At least 3 species of sea lice are known parasites of the little tunny, all of the Caligus genus. These are found on the body surface and the wall of the branchial cavities. Another copepod, Pseudocycnoides appendiculatus, is a known parasite of the gill filaments. Other parasites include Digenea (flukes), Monogenea (gillworms), Cestoda (tapeworms), and isopods.

==Fishing==
As with many inshore gamefish like bluefish and striped bass, schools of little tunny are usually indicated by flocks of birds diving in coastal waters. Fishermen targeting them often troll bait, cast lures, and float fish. When trolling for little tunny, fishermen often use small lures baited with either mullet or ballyhoo or lures dressed with colored feathers. When float fishing, popular baits are Spot, Bluefish, or Pinfish. Popular lures include deadly dicks, maria jigs, and other slender-profiled, brightly colored metal lures that can be cast far and retrieved quickly that imitate the small baitfish the little tunny are often feeding on. It is not uncommon for little tunny to be taken while shore fishing in the northern states along the East Coast of the United States, especially during late summer when the water near beaches is generally clear and easy for the fish to hunt in. Some anglers use little tunny for strip bait to catch other species, but most fish are released as the little tunny is not commonly thought of as a food fish. There is little regulation of the fishery, no size or bag limits, and no closed season. The flesh of the little tunny is coarse in texture, strong in flavor, and dark in color if compared to bluefin or yellowfin tuna.

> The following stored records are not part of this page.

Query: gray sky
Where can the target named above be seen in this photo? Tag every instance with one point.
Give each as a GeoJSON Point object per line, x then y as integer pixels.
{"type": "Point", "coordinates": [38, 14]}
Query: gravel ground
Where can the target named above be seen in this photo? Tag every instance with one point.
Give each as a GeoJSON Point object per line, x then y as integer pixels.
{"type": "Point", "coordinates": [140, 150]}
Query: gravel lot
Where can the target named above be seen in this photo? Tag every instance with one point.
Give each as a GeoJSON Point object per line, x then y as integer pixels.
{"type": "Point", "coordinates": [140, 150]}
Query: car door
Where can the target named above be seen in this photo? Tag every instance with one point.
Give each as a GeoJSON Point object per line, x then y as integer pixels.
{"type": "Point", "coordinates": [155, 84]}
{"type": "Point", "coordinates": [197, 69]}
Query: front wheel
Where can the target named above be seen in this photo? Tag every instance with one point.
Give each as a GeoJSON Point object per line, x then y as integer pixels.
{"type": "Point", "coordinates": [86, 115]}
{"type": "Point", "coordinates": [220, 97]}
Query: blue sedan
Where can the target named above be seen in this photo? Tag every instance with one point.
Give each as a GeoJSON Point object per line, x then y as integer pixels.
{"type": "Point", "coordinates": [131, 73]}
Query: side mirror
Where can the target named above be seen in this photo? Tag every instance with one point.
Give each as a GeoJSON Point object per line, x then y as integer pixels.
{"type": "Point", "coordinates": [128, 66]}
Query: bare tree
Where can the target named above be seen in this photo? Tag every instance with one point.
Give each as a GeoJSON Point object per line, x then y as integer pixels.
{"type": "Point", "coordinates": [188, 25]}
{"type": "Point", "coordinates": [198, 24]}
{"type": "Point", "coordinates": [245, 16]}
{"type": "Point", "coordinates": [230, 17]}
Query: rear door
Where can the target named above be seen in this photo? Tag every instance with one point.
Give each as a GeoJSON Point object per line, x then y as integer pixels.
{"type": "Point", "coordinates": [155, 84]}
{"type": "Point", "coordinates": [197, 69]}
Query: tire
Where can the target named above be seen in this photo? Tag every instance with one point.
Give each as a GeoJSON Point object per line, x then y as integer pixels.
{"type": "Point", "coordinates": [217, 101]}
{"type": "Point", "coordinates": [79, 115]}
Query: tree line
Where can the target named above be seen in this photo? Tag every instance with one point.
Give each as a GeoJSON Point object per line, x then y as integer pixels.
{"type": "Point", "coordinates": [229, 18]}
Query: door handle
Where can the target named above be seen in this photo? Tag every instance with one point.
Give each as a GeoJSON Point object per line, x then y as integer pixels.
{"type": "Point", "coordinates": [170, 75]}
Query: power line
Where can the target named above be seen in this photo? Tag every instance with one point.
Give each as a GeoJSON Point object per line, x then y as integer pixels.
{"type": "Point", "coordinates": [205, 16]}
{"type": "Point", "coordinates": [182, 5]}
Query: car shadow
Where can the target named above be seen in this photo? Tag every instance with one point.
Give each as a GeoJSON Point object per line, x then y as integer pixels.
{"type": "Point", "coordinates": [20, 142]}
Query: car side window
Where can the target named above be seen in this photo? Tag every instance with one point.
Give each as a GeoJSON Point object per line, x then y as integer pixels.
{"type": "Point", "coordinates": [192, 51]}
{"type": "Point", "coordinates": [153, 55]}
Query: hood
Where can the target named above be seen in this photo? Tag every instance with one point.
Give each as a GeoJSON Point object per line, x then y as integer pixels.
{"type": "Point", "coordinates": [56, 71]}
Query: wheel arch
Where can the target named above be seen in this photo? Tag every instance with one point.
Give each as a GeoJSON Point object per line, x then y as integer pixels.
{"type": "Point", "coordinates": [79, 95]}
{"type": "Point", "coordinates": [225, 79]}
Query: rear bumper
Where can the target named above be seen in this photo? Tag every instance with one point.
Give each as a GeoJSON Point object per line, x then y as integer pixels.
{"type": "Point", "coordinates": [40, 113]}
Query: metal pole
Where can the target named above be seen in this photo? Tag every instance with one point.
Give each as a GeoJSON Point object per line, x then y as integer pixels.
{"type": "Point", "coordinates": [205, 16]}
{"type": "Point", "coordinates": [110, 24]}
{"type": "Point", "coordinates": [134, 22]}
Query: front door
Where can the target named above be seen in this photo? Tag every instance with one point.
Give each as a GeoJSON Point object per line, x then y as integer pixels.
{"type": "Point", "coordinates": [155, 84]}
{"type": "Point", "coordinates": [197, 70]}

The little tunny is also native to the entire Mediterranean, especially around Sicily and the Ionian Sea. They love warm waters and cover long distances during the spring and summer mating season. The tuna is caught with longlines, containment nets and drift nets. The highest catch quota is achieved from April to September. Before overfishing, large schools migrated to the upper Adriatic, where they were observed from the karst. The last major catch in this regard was made in 1954 in the Trieste area by fishermen from Santa Croce and Barcola.